Even as Swiggy pushed ahead aggressively on the grocery delivery front, the company’s food-delivery business hit a $3 billion annualised GMV run rate, a lifetime high for the category, Majety told ET. The company’s food delivery volumes have surpassed pre-pandemic level, he said, without getting into the specifics.

“The food delivery platform is the mothership that drives every other new business which we run and we are very focused on that. I spend majority of my time focusing on food delivery,” Majety said, when asked if Swiggy’s focus had moved away from its core business. “The growth has been very strong for the category overall as the monthly transacting user spends are 50% higher than what it was compared to pre-Covid-19 levels.”

2021 has been a standout year for consumer internet startups like Zomato, Nykaa and Policybazaar, which have tapped the public markets and delivered bumper returns to private investors. Majety said from an IPO-preparedness point of view, things have been underway for a long time and the company will explore the possibility of a listing as more clarity “emerges on our investment calendar”.

“I think we’re definitely watching everything closely. With more information and clarity coming in, on our own investment calendars, we will definitely explore the opportunity,” he said.

Swiggy is also running pilots for multiple services it classifies as “horizon three” that are in an experimental stage. Among them are a pickup and delivery service under Genie, a meat marketplace, and a separate subscription-based platform
SuprDaily which it acquired in 2018. Swiggy’s
newly elevated cofounder Phani Kishan is overseeing that business.

“We are continuing the wandering exploration, fixing tweaks in the business models before we feel comfortable enough to kind of go jet set on some of these journeys. So I think these are three horizons and as a company, we should always be serious about all three horizons,” Majety said.

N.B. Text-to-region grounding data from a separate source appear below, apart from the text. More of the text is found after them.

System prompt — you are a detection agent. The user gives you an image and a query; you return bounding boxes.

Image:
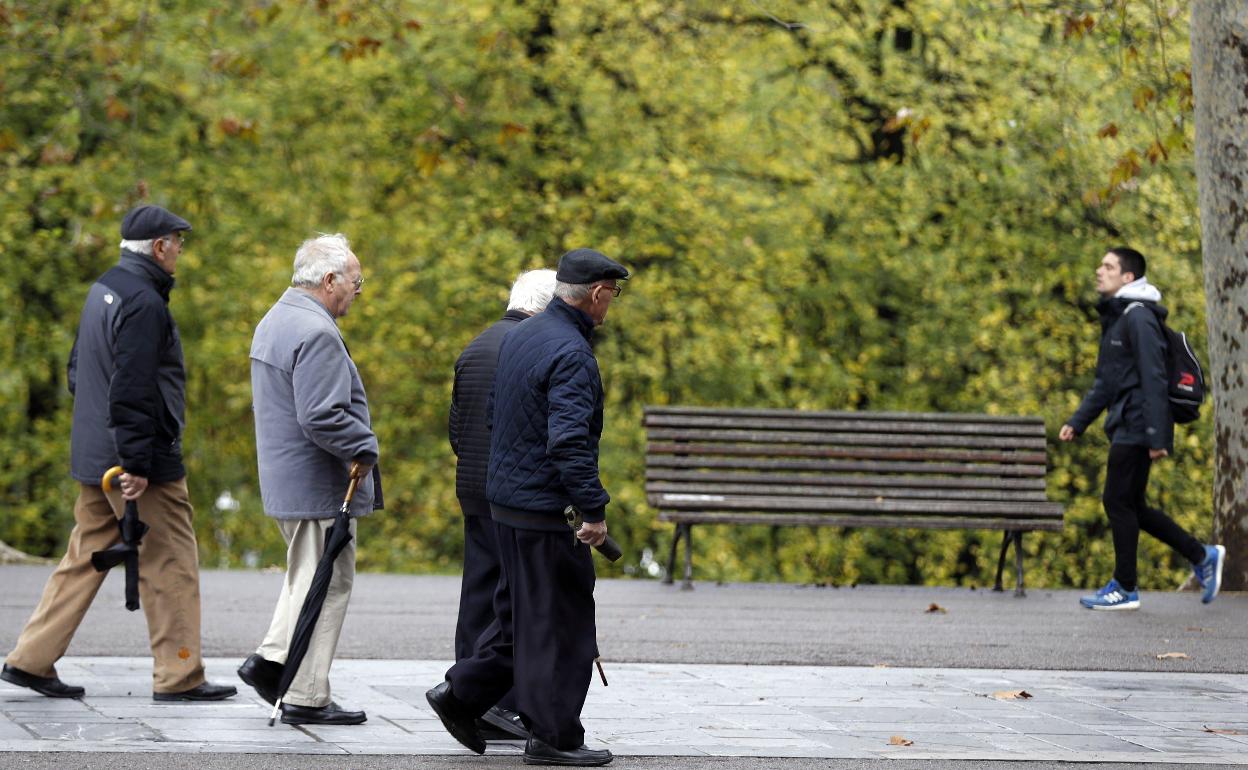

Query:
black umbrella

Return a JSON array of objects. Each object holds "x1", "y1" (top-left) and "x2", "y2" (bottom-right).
[
  {"x1": 268, "y1": 463, "x2": 363, "y2": 726},
  {"x1": 91, "y1": 465, "x2": 149, "y2": 611}
]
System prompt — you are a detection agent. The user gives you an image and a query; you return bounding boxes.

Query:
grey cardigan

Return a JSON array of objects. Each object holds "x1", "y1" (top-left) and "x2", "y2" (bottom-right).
[{"x1": 251, "y1": 288, "x2": 379, "y2": 519}]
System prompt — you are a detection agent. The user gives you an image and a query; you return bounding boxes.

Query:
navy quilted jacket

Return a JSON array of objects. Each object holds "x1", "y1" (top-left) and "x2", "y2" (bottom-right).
[{"x1": 486, "y1": 297, "x2": 610, "y2": 529}]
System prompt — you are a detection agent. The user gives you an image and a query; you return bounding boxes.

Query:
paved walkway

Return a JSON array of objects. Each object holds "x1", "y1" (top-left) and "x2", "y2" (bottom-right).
[{"x1": 1, "y1": 657, "x2": 1245, "y2": 763}]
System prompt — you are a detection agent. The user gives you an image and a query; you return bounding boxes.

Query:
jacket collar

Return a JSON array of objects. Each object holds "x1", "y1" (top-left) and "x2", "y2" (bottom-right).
[
  {"x1": 117, "y1": 249, "x2": 175, "y2": 299},
  {"x1": 502, "y1": 309, "x2": 531, "y2": 323},
  {"x1": 279, "y1": 287, "x2": 337, "y2": 324},
  {"x1": 547, "y1": 296, "x2": 594, "y2": 340}
]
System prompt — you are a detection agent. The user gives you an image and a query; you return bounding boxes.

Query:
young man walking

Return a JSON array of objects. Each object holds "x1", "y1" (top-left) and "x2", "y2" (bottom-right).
[{"x1": 1060, "y1": 246, "x2": 1225, "y2": 610}]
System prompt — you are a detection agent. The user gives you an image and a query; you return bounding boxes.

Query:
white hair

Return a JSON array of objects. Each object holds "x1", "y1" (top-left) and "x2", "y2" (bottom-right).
[
  {"x1": 292, "y1": 233, "x2": 353, "y2": 288},
  {"x1": 119, "y1": 238, "x2": 156, "y2": 255},
  {"x1": 554, "y1": 281, "x2": 593, "y2": 302},
  {"x1": 508, "y1": 269, "x2": 557, "y2": 314}
]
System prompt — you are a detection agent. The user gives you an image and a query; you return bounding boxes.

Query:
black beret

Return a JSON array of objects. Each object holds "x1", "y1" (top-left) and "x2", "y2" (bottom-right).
[
  {"x1": 555, "y1": 248, "x2": 629, "y2": 284},
  {"x1": 120, "y1": 204, "x2": 192, "y2": 240}
]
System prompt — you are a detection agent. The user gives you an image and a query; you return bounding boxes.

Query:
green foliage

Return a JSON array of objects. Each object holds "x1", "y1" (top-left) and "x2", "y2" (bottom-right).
[{"x1": 0, "y1": 0, "x2": 1212, "y2": 589}]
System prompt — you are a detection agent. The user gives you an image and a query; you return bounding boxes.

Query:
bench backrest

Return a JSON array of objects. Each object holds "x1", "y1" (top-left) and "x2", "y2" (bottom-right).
[{"x1": 643, "y1": 406, "x2": 1063, "y2": 531}]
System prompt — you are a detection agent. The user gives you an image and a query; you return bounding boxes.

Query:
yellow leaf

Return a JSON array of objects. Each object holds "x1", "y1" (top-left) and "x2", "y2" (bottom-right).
[
  {"x1": 992, "y1": 690, "x2": 1033, "y2": 700},
  {"x1": 1156, "y1": 652, "x2": 1189, "y2": 660},
  {"x1": 889, "y1": 735, "x2": 914, "y2": 746}
]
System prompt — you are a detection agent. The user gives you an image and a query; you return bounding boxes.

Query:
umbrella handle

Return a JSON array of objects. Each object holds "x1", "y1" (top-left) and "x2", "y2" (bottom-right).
[
  {"x1": 102, "y1": 465, "x2": 124, "y2": 492},
  {"x1": 344, "y1": 461, "x2": 365, "y2": 504}
]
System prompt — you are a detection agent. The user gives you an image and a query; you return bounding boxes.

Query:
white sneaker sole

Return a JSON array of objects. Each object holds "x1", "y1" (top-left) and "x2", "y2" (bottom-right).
[{"x1": 1093, "y1": 596, "x2": 1143, "y2": 609}]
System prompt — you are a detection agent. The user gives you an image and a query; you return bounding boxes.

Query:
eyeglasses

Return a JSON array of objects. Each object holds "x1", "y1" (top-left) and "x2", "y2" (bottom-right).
[
  {"x1": 603, "y1": 283, "x2": 622, "y2": 298},
  {"x1": 352, "y1": 275, "x2": 364, "y2": 290}
]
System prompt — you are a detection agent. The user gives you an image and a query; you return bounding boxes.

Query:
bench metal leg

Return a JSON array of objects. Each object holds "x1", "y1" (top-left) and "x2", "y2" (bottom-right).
[
  {"x1": 993, "y1": 530, "x2": 1012, "y2": 592},
  {"x1": 663, "y1": 523, "x2": 683, "y2": 585},
  {"x1": 1013, "y1": 530, "x2": 1026, "y2": 598},
  {"x1": 681, "y1": 523, "x2": 694, "y2": 591}
]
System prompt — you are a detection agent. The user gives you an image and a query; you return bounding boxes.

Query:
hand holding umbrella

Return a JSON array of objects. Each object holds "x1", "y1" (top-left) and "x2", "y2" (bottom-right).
[
  {"x1": 268, "y1": 461, "x2": 364, "y2": 726},
  {"x1": 91, "y1": 465, "x2": 149, "y2": 611}
]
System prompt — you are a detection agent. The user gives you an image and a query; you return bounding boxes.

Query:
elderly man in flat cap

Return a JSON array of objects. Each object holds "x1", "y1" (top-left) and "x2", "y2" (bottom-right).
[
  {"x1": 427, "y1": 248, "x2": 627, "y2": 767},
  {"x1": 2, "y1": 204, "x2": 237, "y2": 702}
]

Both Swiggy and Zomato have in recent months
faced a backlash from gig workers over alleged poor pay, lack of compensation for skyrocketing petrol prices, absence of first-mile pay, lack of long-distance return bonus, and daily earning caps, ET reported in August. Swiggy’s delivery partners led a protest in September last year after the company slashed wages as it absorbed the after-effects of the first lockdown.

“We feel comfortable about how the earnings are trending, we are doing our best. But in addition, I think there’s a lot of inconveniences that we are getting as feedback,” Majety. ”This is something we have to remove for the delivery partners along the journey to make the job easier. And that journey began much earlier than now. It’s a continuous work in progress.”